What Causes Muscle Soreness?

A good deadlift session will probably make you pretty sore.

The necessary rest time interval between exercise bouts is not fully understood. We know that delayed onset muscle soreness peaks between 24-48 hours after exercise and can take up to 7 days to dissipate, however it’s not necessary to wait 7 days to workout again.

The soreness is likely caused by multiple factors associated with muscled damage including swelling, the release of noxious chemicals in the muscle cells, the stimulation of pain receptors and other by products of local inflammation.

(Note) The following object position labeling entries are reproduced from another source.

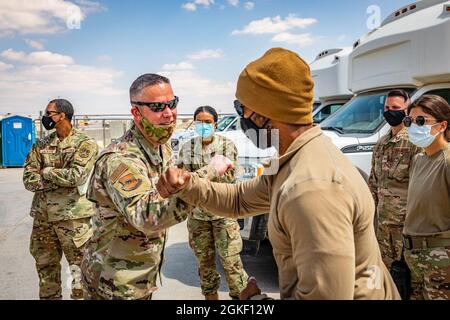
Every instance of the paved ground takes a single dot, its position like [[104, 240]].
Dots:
[[18, 277]]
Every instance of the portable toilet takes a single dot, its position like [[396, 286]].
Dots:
[[17, 136]]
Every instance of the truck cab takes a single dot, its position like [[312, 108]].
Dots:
[[329, 72], [410, 51]]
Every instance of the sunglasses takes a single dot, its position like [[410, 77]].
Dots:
[[420, 121], [51, 113], [239, 108], [158, 106]]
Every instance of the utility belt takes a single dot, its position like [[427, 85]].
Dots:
[[424, 242]]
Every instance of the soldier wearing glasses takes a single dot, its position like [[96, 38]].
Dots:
[[388, 182], [125, 253], [427, 224], [56, 168]]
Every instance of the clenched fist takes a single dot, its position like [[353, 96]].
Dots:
[[221, 164], [172, 181]]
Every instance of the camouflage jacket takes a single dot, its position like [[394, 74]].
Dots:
[[54, 170], [124, 256], [389, 178], [194, 156]]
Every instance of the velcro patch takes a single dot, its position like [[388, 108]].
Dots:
[[118, 172], [84, 152], [69, 150], [129, 182], [47, 151]]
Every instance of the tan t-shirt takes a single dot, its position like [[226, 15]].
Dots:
[[428, 208]]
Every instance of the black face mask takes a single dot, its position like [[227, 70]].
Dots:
[[395, 117], [48, 123], [251, 130]]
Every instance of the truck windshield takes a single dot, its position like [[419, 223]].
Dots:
[[363, 114], [224, 123]]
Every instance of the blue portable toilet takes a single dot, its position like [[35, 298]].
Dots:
[[17, 137]]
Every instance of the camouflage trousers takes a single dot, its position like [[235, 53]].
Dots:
[[430, 273], [391, 243], [49, 240], [89, 294], [223, 234]]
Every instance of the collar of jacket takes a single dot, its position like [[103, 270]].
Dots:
[[208, 149], [401, 135], [299, 143], [55, 142], [148, 148]]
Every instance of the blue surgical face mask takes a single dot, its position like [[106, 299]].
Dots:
[[204, 130], [421, 135]]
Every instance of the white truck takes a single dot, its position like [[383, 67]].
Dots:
[[411, 51], [330, 74]]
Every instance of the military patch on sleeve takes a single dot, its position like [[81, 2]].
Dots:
[[84, 152], [129, 182], [118, 172]]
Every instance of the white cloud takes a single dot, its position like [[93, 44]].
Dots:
[[301, 40], [189, 6], [37, 57], [195, 90], [342, 37], [206, 54], [42, 16], [104, 58], [178, 66], [35, 44], [26, 88], [5, 66], [275, 25], [249, 5], [192, 6]]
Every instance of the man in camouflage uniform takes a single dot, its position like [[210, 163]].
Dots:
[[208, 231], [55, 170], [389, 178], [125, 254]]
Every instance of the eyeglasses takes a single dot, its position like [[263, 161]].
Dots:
[[420, 121], [51, 113], [158, 106], [239, 108]]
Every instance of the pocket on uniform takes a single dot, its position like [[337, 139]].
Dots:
[[82, 232], [234, 240], [400, 170]]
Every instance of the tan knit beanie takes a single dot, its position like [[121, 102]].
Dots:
[[278, 86]]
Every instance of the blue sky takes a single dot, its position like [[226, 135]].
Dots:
[[42, 55]]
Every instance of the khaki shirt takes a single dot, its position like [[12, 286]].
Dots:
[[428, 211], [54, 170], [389, 178], [320, 221], [124, 256], [194, 156]]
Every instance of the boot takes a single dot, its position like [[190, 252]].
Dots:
[[214, 296]]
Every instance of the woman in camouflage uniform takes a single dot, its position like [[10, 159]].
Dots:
[[208, 232], [427, 225]]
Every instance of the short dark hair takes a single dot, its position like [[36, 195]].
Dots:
[[63, 105], [146, 80], [398, 93], [435, 106], [209, 110]]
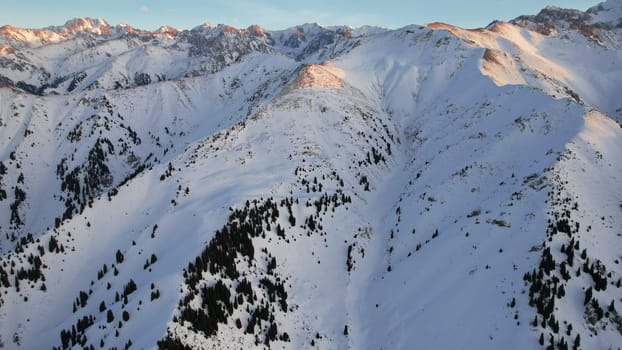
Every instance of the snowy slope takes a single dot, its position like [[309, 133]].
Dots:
[[316, 187]]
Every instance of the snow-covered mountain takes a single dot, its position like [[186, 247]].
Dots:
[[315, 187]]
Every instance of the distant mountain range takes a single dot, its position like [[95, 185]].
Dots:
[[428, 187]]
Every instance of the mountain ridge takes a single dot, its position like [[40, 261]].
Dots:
[[315, 187]]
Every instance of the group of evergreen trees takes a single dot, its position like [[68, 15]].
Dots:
[[218, 301]]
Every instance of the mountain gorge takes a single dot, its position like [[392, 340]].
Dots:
[[314, 187]]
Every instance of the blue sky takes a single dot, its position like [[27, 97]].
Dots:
[[275, 14]]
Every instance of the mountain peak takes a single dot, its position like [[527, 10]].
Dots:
[[89, 25]]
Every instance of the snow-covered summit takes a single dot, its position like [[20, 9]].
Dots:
[[317, 187]]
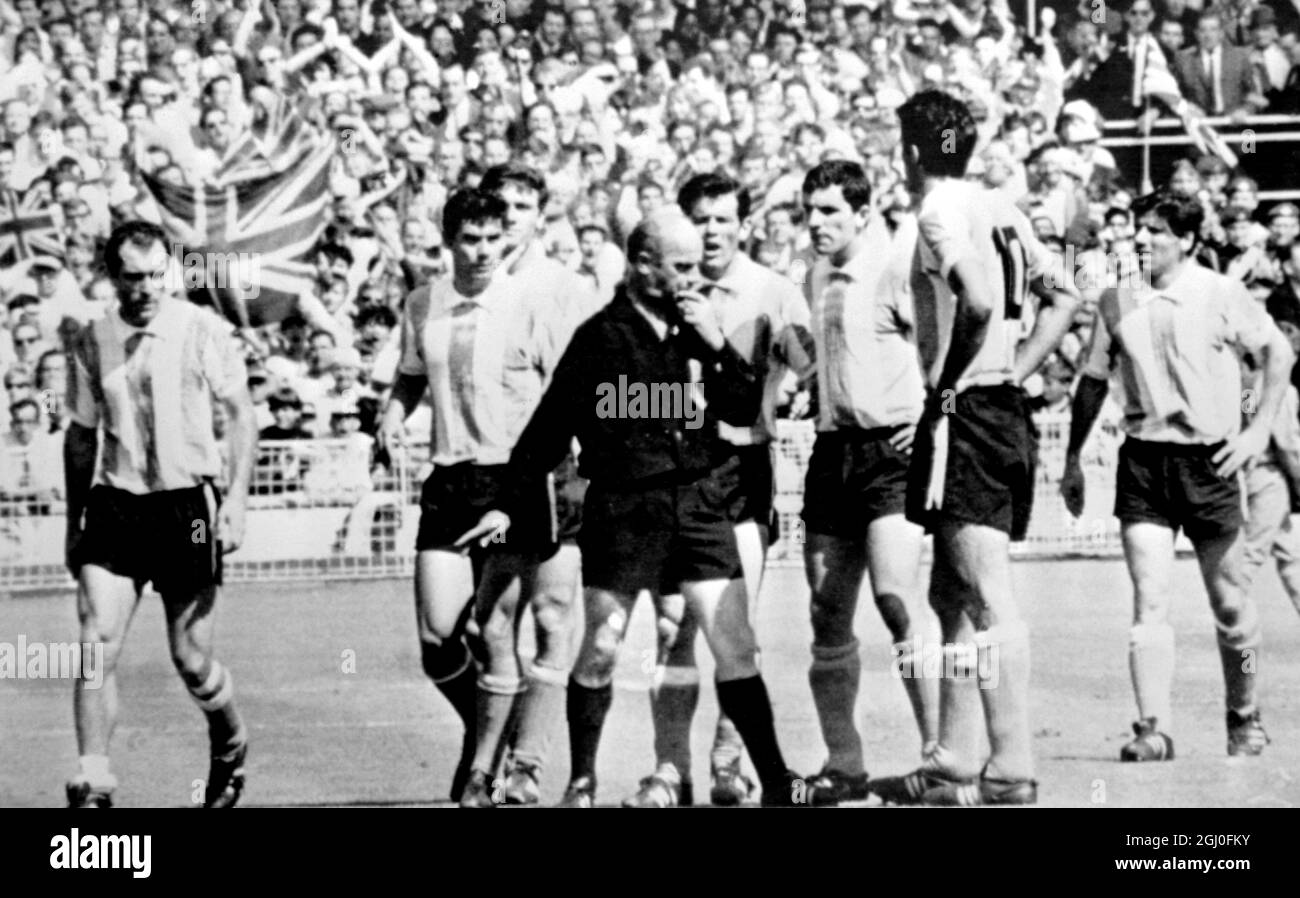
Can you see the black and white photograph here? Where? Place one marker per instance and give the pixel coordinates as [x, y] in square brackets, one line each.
[651, 404]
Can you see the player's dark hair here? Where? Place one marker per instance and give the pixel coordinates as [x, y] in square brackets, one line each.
[518, 174]
[471, 204]
[943, 131]
[141, 234]
[845, 174]
[711, 186]
[1182, 213]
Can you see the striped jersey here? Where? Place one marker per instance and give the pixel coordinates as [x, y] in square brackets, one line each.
[154, 393]
[862, 321]
[1174, 355]
[961, 220]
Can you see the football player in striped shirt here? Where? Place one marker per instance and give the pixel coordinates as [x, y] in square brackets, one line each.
[991, 304]
[482, 351]
[1173, 347]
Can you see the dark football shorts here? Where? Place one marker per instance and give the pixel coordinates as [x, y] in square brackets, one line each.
[992, 456]
[1175, 486]
[659, 537]
[570, 491]
[854, 477]
[167, 537]
[455, 497]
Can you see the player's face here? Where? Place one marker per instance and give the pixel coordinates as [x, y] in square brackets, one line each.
[523, 213]
[716, 218]
[1158, 248]
[141, 282]
[476, 252]
[832, 222]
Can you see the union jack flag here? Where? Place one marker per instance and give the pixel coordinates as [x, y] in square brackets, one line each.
[245, 235]
[27, 228]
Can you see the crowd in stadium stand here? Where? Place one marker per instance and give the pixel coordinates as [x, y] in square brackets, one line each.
[618, 103]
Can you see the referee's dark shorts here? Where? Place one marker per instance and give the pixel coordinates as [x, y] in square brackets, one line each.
[992, 458]
[165, 537]
[662, 532]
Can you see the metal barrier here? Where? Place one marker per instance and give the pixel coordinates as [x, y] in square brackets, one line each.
[316, 511]
[1268, 148]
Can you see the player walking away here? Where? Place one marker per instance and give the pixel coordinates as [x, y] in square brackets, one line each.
[975, 276]
[1273, 480]
[1174, 346]
[505, 694]
[766, 321]
[484, 352]
[870, 398]
[142, 461]
[659, 477]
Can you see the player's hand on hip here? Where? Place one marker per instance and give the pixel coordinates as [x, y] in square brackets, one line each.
[230, 526]
[72, 542]
[489, 528]
[904, 438]
[698, 312]
[1238, 451]
[1073, 486]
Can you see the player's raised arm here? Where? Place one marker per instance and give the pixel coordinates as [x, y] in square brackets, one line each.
[1058, 300]
[1088, 397]
[1256, 333]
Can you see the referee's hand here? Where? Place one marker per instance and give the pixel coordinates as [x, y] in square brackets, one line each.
[1238, 451]
[490, 528]
[700, 313]
[1073, 486]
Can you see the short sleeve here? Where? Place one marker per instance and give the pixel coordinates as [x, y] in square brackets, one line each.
[219, 355]
[81, 391]
[411, 360]
[1248, 324]
[945, 234]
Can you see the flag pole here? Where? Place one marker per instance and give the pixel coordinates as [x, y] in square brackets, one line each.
[1145, 146]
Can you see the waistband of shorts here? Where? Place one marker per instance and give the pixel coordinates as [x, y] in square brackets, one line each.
[662, 481]
[1184, 450]
[861, 434]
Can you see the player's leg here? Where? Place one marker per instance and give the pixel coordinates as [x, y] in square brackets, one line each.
[506, 576]
[190, 624]
[443, 589]
[954, 758]
[722, 610]
[553, 593]
[893, 563]
[590, 689]
[105, 603]
[835, 567]
[1149, 554]
[674, 698]
[1239, 636]
[731, 786]
[1269, 502]
[1286, 551]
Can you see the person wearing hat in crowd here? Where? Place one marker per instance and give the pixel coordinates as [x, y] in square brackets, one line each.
[345, 368]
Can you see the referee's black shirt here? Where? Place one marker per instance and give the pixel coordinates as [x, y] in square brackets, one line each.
[624, 451]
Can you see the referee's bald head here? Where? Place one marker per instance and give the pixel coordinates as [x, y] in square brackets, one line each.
[664, 252]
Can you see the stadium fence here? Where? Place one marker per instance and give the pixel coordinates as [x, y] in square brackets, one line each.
[316, 511]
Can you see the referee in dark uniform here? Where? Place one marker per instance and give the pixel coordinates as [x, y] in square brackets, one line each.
[659, 481]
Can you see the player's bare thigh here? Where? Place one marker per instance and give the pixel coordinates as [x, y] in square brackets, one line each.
[443, 586]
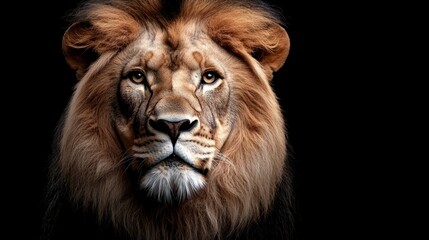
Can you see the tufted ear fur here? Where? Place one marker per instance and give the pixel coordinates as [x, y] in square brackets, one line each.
[252, 36]
[106, 29]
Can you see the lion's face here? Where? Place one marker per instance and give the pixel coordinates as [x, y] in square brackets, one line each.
[174, 110]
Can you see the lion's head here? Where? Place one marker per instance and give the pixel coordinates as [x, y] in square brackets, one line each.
[173, 129]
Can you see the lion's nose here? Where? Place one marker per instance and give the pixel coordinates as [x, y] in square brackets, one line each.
[173, 129]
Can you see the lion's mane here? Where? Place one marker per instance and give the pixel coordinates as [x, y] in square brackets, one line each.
[248, 193]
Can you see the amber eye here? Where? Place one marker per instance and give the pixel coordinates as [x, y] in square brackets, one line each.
[136, 76]
[210, 77]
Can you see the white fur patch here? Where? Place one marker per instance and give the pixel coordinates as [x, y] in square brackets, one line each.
[172, 183]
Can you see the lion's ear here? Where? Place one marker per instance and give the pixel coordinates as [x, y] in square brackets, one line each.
[104, 29]
[252, 36]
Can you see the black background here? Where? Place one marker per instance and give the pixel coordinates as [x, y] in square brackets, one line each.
[326, 89]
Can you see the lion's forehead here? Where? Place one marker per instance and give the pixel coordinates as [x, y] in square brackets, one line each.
[180, 47]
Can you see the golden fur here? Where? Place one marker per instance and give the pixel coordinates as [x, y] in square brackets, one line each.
[239, 121]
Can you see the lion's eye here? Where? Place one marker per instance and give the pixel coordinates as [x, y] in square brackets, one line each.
[210, 77]
[136, 76]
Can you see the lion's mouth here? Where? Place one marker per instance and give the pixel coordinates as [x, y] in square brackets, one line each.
[171, 180]
[174, 162]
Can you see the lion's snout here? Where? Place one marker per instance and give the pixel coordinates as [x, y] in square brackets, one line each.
[173, 128]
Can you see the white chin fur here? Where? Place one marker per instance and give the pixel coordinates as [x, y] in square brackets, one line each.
[172, 184]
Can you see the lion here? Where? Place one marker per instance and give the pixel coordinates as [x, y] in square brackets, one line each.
[173, 130]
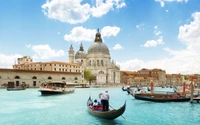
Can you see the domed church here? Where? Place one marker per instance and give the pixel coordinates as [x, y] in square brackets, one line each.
[97, 60]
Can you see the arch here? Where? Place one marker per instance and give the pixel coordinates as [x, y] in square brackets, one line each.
[101, 72]
[98, 63]
[49, 77]
[34, 77]
[102, 63]
[17, 77]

For those of you who were wondering…’lactic acid’ has nothing to do with it <– this is just gym talk for those people who don’t understand exercise physiology.

The muscle damage and soreness we feel from time to time after our workouts seems to be more closely linked to the eccentric phase of each rep (the negative phase) rather than the concentric (the push or up phase)

Even if you don’t purposefully do ‘eccentric’ exercises most heavy weights require a controlled eccentric contraction as well (ex: when lifting in the 5-8 rep ranges)

It is possible to train through soreness however there is likely a limit to how sore you can be and still get a good workout in.(there doesn’t seem to be any danger training while sore, but you just might not be able to generate enough force to make the workout worthwhile)

A good rule of thumb might be: Train through mild to moderate soreness, but hold off through the worst soreness until it dissipates to a more manageable level.

On a scale of 1-10 that might mean it’s ok to train through soreness levels of 1-6, but back off if your soreness level is a 7 or higher.